If, five years (or what-have-you) down the line—when you've pretty much enumerated all use-cases for the project, solidified what it's supposed to do and how, learned from your mistakes, and so on—you can't come up with a better design, something is off. With all that knowledge, there should be plenty of space for performance optimizations and pruning of vestigial stuff for a non-trivial project.

As for switching to Java, that makes perfect sense to me if that is what the contributors prefer. If you're going to make a big rewrite, you might as well change the language to one you prefer when you have the opportunity.

As someone who spends 100% of dev time in Clojure, I'm quite happy to see this development. Dipping into Java isn't uncommon for optimizations in Clojure, so this is like someone taking the time to do a massive under-the-hood optimization from the point of view of a Clojure user. I doubt it changes the project's status much in the Clojure community. Perhaps it'll even see an uptake in use.

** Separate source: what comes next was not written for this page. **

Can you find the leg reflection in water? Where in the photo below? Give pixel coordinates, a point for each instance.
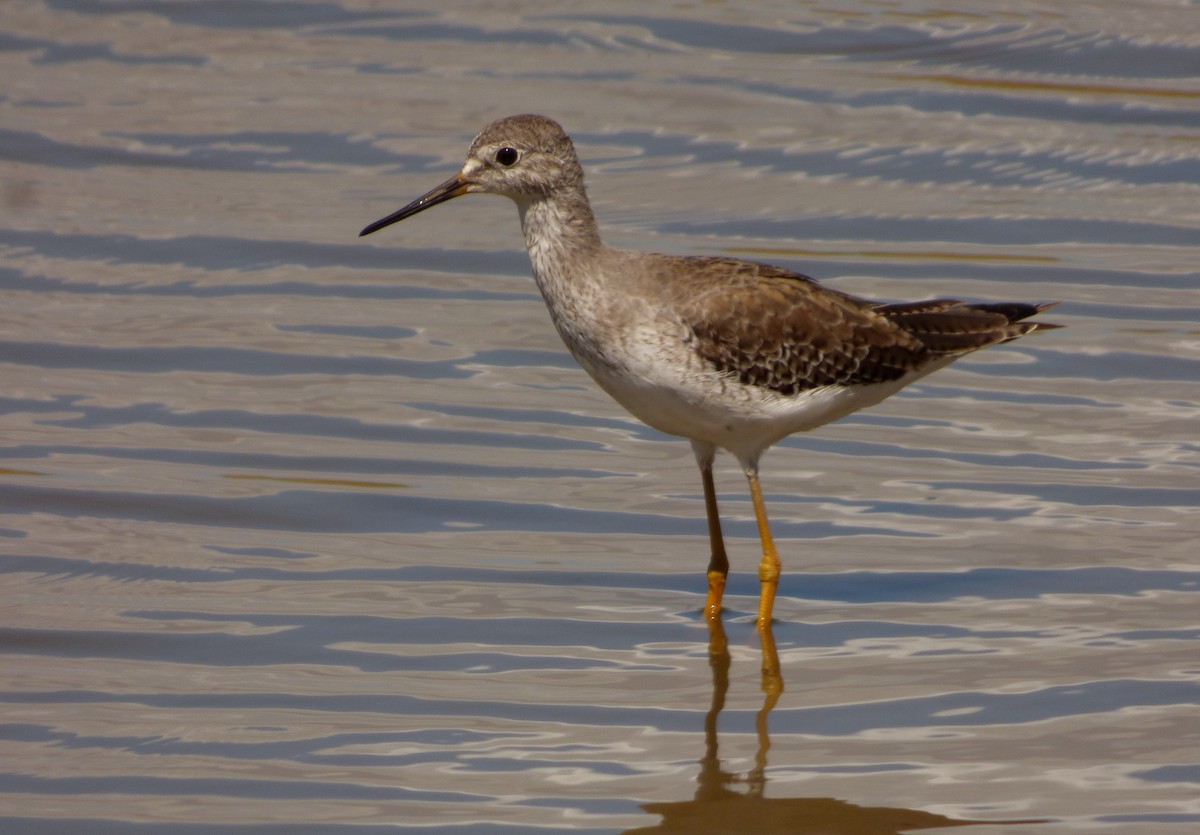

What it doesn't say much about is Java vs. Clojure in my opinion. Different contributors, with different amounts of pertinent knowledge, and years apart. I'm not sure how you would control for those variables in a comparison. It should be read more as, "we put in a heck of an effort to make this thing faster and more useful", and kudos for that.

cutler|6 years ago

Pegging Clojure as a prototyping language relative to Java is hardly encouraging.

unlogic|6 years ago

Oh no, I'm saying it's another usecase, not the only one. And yet, it is a pattern I follow quite often in my mixed Clojure/Java projects: Clojure code is much easier to tinker with, take to new directions, rapidly modify and see the results. But once I settle with an approach/algorithm, I rewrite some things to Java for performance, or for easier interop with other Java/Scala teams, or because the imperative mutable code looks much better in Java.

So, you can say that Clojure among everything else is my IDE to write Java code. Is that a bad suit for a language? Depends on your perspective, but I personally am very happy that I have Clojure by my side.

usgroup|6 years ago

I think it’s noteworthy that whatever the benefits of clojure it didn’t outweigh the adoption issue.

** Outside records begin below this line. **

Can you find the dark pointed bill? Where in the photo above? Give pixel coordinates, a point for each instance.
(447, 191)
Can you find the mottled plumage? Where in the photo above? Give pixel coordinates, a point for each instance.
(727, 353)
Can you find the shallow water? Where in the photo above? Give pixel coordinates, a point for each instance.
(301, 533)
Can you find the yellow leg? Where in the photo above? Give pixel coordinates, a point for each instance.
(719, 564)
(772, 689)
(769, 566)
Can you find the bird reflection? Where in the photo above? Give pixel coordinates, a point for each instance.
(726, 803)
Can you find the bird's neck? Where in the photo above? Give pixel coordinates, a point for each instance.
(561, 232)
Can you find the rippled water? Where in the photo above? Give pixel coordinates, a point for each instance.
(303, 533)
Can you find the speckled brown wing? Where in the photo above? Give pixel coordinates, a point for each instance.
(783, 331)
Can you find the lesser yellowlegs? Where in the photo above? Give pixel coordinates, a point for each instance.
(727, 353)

It’s quite a mature language so I’m not sure that bodes we’ll for its prospects this late in the game.

unlogic|6 years ago

Whatever the benefits of Clojure are, they were enough for Nathan Marz and first contributors to write Storm in it and succeed. Note that it's not an argument about impossibility of writing something like that in Java (see Spark, Flink, Heron, etc). But at that exact moment in time, a Clojure Storm was created and became useful to many people for years. There were many more Java programmers than Clojure programmers then and now, yet the Java coomunity didn't produce their own Storm first.

I think it speaks of something.

lvh|6 years ago

If you can have the foresight to know how your project will be used many years down the line, sure, make technical decisions based on that :-)

(Personally, I think the change is rather evidence of the primary drivers behind Storm development in 2019, and... that's not a good thing.)

yogthos|6 years ago

A Java shop inherited a Clojure project and rewrote it in their preferred language. It's silly to read more than that into this.

stingraycharles|6 years ago

What if Clojure is a language that bodes well especially early in a project’s lifecycle?